As much of this is new territory for many organizations and has far-reaching implications for not only employers and employees, but also for commercial real estate and the fate of the traditional office and the future of work, we will explore the ongoing significance of The Great Reopening of 2022.
But first, we’ll take a look at the open-ended information that some large enterprises are communicating to their employees. (Spoiler alert: The message remains murky.)
Not So Fast
It’s become an expected part of the pandemic: the company announcement of a return-to-office (RTO) date. Organizations of all sizes often look to larger global companies to guide their own plans and procedures, and this time of uncertainty has only emphasized that domino effect.
A recent survey conducted by Gartner found that 44 percent of companies have changed their timelines on requiring workers to return to their respective offices. Nearly 30 percent of business executives responded that they are delaying reopening plans or shutting down offices, and almost 20 percent are decreasing the amount of people that can be at the worksite at any given time.
The world has watched as behemoth companies such as Apple, Capital One, Ford Motor and Goldman Sachs make their operational moves, often shifting strategy at the 11th hour. (Lyft, for its part, has announced the earliest its workers will be asked back to the office is 2023 after initially targeting next month).
So, where does that leave the rest of us?
The Rules of Reopening
Last fall, commercial real estate firm Cushman & Wakefield projected February 2022 as an “inflection point,” forecasting that approximately 70 percent of the world’s population would be vaccinated or previously infected with the virus, making a full return to work more feasible and easily accomplished. However, the new variants of the virus have already upended these predictions.
As many question the benefits and messaging of reopening — especially in this current phase of increased transmission — some leaders feel that setting RTO dates (even if they are in flux), is nonetheless important to creating a sense of stability and level-setting employee expectations.
Rather than focusing on a fixed date, employers should look at a set of established metrics instead, experts recommend. Local transmission rates, hospitalizations, organizational spread and the state of internal safety measures … all of these numbers can and should define and dictate your company’s decisions. Hard data is easier for employees to accept when dealing with unpredictable conditions and ever-fluctuating communications.

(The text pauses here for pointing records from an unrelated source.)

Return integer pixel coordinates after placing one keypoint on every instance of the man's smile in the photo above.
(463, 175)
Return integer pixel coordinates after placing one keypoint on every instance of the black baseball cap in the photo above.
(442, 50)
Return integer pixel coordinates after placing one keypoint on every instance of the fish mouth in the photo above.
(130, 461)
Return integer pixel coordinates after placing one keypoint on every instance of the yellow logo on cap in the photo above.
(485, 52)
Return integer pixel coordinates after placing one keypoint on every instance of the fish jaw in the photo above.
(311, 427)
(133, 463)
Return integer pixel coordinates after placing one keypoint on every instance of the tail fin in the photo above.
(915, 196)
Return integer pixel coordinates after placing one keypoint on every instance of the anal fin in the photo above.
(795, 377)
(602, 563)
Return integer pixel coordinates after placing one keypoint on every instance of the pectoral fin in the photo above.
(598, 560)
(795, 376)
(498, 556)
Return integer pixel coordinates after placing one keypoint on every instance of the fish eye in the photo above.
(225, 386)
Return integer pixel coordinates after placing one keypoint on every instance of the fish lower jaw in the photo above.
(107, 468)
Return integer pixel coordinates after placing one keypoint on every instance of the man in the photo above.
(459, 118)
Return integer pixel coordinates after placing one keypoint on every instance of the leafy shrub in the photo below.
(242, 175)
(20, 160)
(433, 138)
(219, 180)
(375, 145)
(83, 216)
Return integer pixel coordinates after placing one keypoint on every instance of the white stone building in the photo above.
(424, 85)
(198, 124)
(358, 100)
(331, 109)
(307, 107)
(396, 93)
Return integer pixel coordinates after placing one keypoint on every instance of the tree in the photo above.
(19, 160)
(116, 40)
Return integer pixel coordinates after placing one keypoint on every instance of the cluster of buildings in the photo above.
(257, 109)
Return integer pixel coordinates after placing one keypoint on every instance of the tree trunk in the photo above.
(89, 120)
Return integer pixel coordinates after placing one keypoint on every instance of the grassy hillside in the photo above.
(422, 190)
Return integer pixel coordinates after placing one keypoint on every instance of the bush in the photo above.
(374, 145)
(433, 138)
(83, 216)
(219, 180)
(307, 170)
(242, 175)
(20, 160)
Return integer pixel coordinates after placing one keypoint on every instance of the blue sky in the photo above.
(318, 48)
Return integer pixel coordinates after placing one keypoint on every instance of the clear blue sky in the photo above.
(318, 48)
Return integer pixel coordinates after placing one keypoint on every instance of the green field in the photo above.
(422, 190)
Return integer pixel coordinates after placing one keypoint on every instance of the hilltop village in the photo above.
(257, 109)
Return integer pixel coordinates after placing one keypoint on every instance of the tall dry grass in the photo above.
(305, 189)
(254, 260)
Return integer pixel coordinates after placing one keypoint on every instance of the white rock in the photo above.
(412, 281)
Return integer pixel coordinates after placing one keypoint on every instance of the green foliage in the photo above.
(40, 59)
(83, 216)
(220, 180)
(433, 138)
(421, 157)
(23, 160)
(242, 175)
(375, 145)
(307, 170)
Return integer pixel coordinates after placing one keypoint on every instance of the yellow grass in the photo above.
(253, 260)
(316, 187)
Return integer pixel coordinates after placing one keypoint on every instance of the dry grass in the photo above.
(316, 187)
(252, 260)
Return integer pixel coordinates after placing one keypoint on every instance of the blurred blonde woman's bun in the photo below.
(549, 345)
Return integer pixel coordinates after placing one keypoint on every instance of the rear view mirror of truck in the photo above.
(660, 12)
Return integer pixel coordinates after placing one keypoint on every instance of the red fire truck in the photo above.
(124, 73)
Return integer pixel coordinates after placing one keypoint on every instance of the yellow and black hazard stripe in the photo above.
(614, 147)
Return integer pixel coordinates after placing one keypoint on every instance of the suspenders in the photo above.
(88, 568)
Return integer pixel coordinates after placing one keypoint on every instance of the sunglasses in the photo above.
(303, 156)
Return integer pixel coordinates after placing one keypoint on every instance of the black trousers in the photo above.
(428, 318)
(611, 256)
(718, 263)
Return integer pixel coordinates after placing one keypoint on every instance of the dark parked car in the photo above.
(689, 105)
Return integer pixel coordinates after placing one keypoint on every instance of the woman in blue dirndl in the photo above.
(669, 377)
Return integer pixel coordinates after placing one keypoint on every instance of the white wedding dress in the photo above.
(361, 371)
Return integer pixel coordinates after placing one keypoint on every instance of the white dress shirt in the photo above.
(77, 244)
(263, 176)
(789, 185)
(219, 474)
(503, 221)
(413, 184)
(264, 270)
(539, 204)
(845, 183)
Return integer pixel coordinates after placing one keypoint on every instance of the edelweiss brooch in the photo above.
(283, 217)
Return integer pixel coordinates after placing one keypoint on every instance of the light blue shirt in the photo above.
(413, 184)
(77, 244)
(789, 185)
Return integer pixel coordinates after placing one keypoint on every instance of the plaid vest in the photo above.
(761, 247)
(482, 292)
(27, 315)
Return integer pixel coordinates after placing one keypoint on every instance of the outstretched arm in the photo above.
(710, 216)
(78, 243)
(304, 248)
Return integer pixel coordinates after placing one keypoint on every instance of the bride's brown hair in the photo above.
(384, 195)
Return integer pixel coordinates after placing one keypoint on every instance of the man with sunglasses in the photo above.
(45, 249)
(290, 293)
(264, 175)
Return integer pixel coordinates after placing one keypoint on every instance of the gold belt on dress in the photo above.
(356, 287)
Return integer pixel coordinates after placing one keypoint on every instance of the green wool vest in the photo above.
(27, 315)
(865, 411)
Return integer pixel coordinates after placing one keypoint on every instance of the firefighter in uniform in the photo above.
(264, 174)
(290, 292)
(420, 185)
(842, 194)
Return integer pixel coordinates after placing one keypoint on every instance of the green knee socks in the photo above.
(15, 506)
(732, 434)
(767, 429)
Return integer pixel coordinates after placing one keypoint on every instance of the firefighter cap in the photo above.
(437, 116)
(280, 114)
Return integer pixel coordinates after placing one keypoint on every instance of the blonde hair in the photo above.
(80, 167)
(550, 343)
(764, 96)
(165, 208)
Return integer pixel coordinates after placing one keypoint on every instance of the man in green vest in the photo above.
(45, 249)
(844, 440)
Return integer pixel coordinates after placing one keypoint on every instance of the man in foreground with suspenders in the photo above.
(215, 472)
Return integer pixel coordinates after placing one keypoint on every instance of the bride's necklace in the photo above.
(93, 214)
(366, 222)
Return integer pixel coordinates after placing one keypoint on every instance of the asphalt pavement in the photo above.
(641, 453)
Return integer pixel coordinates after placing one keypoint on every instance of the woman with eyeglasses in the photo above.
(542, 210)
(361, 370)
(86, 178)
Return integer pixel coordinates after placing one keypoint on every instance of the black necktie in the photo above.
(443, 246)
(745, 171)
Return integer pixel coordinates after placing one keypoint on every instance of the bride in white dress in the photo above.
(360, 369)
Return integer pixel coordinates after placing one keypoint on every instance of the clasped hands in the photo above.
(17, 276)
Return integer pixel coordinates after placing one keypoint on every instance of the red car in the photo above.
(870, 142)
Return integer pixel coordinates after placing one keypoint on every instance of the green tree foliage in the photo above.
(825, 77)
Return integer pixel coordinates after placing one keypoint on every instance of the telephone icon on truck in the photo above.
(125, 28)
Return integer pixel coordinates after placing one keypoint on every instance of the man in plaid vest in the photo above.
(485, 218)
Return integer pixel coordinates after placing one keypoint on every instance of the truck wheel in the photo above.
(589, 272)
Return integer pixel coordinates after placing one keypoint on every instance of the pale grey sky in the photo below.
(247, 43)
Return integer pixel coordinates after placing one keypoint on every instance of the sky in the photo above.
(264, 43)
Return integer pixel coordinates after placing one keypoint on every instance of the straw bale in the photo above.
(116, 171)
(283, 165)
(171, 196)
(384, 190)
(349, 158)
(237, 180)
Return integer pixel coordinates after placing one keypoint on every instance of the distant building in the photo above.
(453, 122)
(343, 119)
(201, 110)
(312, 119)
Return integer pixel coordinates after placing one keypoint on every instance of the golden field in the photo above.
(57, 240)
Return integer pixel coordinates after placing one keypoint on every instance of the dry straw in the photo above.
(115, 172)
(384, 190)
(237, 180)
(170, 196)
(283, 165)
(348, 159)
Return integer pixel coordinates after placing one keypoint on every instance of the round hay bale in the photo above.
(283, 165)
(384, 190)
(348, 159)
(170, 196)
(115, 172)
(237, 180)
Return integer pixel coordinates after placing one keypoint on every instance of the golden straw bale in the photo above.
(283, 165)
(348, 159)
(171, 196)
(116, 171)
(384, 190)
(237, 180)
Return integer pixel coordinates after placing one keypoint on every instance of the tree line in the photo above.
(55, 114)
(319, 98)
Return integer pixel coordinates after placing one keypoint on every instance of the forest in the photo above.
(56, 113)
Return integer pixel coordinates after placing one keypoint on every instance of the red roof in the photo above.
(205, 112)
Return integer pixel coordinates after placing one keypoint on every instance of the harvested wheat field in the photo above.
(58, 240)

Hybrid: The Best of Both Worlds?
A greater respect for employees’ needs is another byproduct of The Great Resignation, and more flexible work schedules ranks high on their collective want list. Hybrid work arrangements — a mix of in-office and remote schedules — are becoming increasingly popular and viable thanks to tech advancements and an enhanced appreciation for the engagement, satisfaction and retention of employees.
Is your company considering implementing a hybrid work model? Presenting your employees with this level of flexibility builds trust within organizations and creates better work/life balance for everyone. Numerous studies also show that workers are even more productive when offered this progressive option.
If one thing is certain during this continual time of doubt, giving employees their say and plenty of notice before large decisions regarding their day-to-day are made is absolutely imperative. Also in a time of ambiguity, a trusted hiring partner who can help you build an agile, resilient leadership team is crucial to your company staying ahead of the ever-evolving staffing curve.